IH : Est-ce que la taille marquise revient à la mode ?

Les tailles fantaisies brillantées, comparées aux tailles à degrés, demeurent les plus prisées notamment pour les bagues de fiançailles. La taille marquise n’est pas la fantaisie la plus demandée car elle va donner un bijou assez sophistiqué mais un grand joaillier de la place Vendôme nous en commande beaucoup, ce qui montre qu’il y a une clientèle en haute joaillerie sensible à l’élégance de cette forme de pierre. Les goûts varient aussi en fonction des marchés et je sais que les Américaines l’apprécient beaucoup. La taille marquise a été très utilisée pendant les années Art déco et le style de cette période, coté en joaillerie, a tendance à revenir à la mode. Mais le travail sur les pierres évolue constamment et se modernise avec le temps. On ne taille plus une marquise (qui compte aujourd’hui entre 56 et 58 facettes) comme il y a cent ans. De la même façon, la taille brillante, qui n’avait que quelques facettes au départ, en a 58 aujourd’hui.
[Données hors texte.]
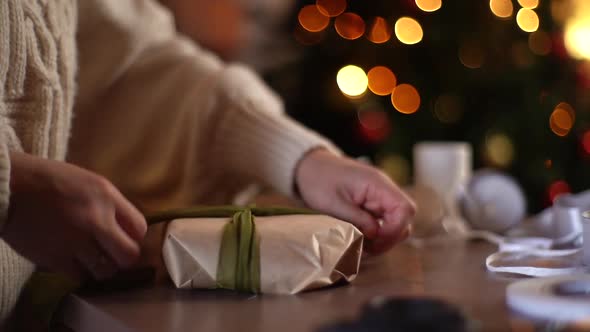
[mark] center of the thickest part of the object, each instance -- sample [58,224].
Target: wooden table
[449,269]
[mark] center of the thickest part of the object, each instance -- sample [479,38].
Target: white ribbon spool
[560,299]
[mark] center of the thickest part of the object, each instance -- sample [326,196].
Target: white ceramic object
[559,299]
[493,201]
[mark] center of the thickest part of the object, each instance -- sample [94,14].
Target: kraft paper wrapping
[297,252]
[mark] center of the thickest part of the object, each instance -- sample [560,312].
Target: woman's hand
[70,220]
[357,193]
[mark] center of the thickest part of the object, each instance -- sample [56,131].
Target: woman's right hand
[70,220]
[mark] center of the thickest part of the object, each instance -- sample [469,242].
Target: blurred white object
[492,201]
[446,168]
[558,299]
[443,166]
[430,211]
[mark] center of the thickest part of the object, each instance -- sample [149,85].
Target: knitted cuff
[256,138]
[4,183]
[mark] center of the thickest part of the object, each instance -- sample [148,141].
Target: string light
[350,26]
[502,8]
[408,31]
[380,31]
[499,150]
[562,119]
[331,8]
[586,141]
[381,80]
[311,19]
[530,4]
[527,20]
[405,98]
[429,5]
[352,81]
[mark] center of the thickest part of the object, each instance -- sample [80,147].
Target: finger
[115,242]
[392,230]
[358,217]
[129,218]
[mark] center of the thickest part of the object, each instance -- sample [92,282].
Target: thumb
[358,217]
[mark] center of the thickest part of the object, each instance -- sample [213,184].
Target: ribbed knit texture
[167,122]
[37,67]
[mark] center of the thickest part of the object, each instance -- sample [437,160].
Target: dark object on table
[404,315]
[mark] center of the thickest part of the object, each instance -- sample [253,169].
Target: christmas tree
[510,77]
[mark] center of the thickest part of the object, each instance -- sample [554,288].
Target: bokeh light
[562,119]
[311,19]
[540,42]
[548,163]
[408,31]
[331,8]
[577,37]
[557,188]
[396,167]
[586,141]
[352,81]
[471,55]
[350,26]
[448,109]
[502,8]
[381,80]
[380,31]
[499,150]
[405,98]
[527,20]
[306,37]
[561,10]
[530,4]
[429,5]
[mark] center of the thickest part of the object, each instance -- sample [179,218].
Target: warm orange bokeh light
[527,20]
[408,30]
[380,31]
[562,119]
[311,19]
[405,99]
[350,26]
[429,5]
[502,8]
[381,80]
[331,8]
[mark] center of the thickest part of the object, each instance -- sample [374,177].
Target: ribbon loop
[239,254]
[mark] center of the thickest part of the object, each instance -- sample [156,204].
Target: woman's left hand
[357,193]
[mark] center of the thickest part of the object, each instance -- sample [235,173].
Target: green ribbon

IH : Comment parleriez-vous à une cliente du diamant marquise ?

Je lui parlerais d’abord d’histoire en évoquant une pierre de légende, le diamant Cullinan, le plus gros diamant brut jamais découvert. Il a été extrait en 1905 près de Pretoria en Afrique du Sud et pesait 3 106 carats. Cette pierre exceptionnelle a été fractionnée en 9 diamants parmi lesquels deux magnifiques marquises, déjà considérées à l’époque comme des tailles nobles.  Je parlerais ensuite du raffinement de la pierre. Portée en bague, elle allonge le doigt, donne de l’élégance. Enfin, je soulignerais la réfraction de la lumière unique d’une taille marquise, avec ces facettes complexes miroitant les unes contre les autres et faisant ressortir l’une des plus belles lumières que le diamant peut nous offrir.
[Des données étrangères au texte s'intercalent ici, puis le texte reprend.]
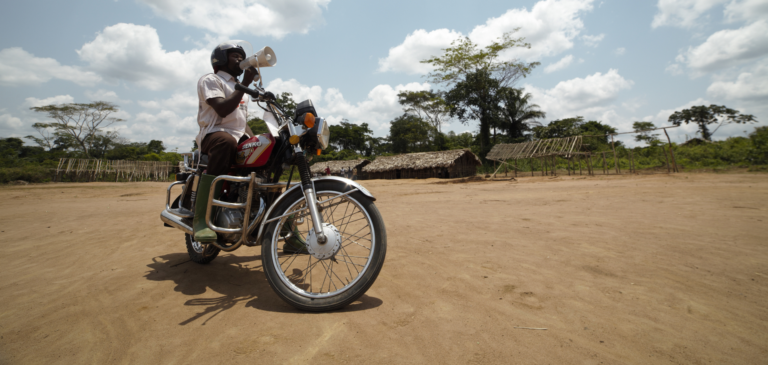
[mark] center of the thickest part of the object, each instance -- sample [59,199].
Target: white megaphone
[263,58]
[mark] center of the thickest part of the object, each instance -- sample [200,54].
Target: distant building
[422,165]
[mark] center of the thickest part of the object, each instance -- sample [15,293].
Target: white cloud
[180,102]
[133,53]
[749,86]
[54,100]
[746,10]
[275,18]
[682,13]
[592,40]
[550,26]
[19,67]
[377,110]
[418,46]
[727,48]
[590,96]
[299,92]
[559,65]
[105,95]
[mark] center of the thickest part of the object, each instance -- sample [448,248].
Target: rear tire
[310,283]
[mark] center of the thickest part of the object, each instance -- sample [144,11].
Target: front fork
[310,196]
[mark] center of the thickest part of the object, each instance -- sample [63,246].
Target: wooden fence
[105,170]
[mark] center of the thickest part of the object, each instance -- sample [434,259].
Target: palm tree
[518,115]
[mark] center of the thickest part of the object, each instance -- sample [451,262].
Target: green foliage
[351,136]
[759,153]
[465,57]
[475,76]
[517,115]
[428,105]
[409,133]
[80,125]
[705,115]
[644,134]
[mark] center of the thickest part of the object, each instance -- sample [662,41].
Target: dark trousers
[221,149]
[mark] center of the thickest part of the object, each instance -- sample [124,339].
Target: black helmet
[221,52]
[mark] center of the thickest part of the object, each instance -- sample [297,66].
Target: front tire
[309,280]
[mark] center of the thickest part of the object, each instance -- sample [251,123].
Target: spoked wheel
[200,253]
[319,277]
Aujourd’hui, beaucoup de joailliers utilisent les diamants marquise en pierres de pavages, pour créer des mouvements, des paysages, des compositions. Les marquises ne sont plus seulement des pierres de centre comme avant bien qu’il y en ait de très belles, comme celle de la Maison Graff, le Pink Orchid fancy purplish-pink de 22,84 carats.
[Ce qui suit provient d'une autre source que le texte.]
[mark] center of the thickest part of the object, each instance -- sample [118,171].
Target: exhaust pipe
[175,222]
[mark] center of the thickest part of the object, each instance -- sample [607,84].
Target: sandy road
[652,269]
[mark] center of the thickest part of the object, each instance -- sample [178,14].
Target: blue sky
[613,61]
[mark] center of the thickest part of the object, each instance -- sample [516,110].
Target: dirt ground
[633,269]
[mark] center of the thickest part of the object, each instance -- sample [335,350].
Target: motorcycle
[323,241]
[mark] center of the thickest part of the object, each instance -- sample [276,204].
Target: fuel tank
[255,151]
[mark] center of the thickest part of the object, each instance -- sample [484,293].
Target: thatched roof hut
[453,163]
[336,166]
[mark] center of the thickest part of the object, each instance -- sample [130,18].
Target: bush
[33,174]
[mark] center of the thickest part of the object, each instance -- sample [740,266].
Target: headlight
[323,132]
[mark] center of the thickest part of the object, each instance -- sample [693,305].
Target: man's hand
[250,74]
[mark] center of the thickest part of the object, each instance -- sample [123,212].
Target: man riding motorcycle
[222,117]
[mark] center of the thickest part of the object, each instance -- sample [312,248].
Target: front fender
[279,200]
Qu’elle soit appréciée ou non, la taille marquise est multiséculaire. Du XVIIIème siècle à nos jours, elle a su séduire les plus grands joailliers à travers différentes époques. Complexe à expertiser, même pour un œil averti, du fait de son jeu de lumière unique, elle est aujourd’hui toujours utilisée en haute joaillerie plutôt sous forme de pavage, permettant ainsi de repousser les limites artistiques de la joaillerie.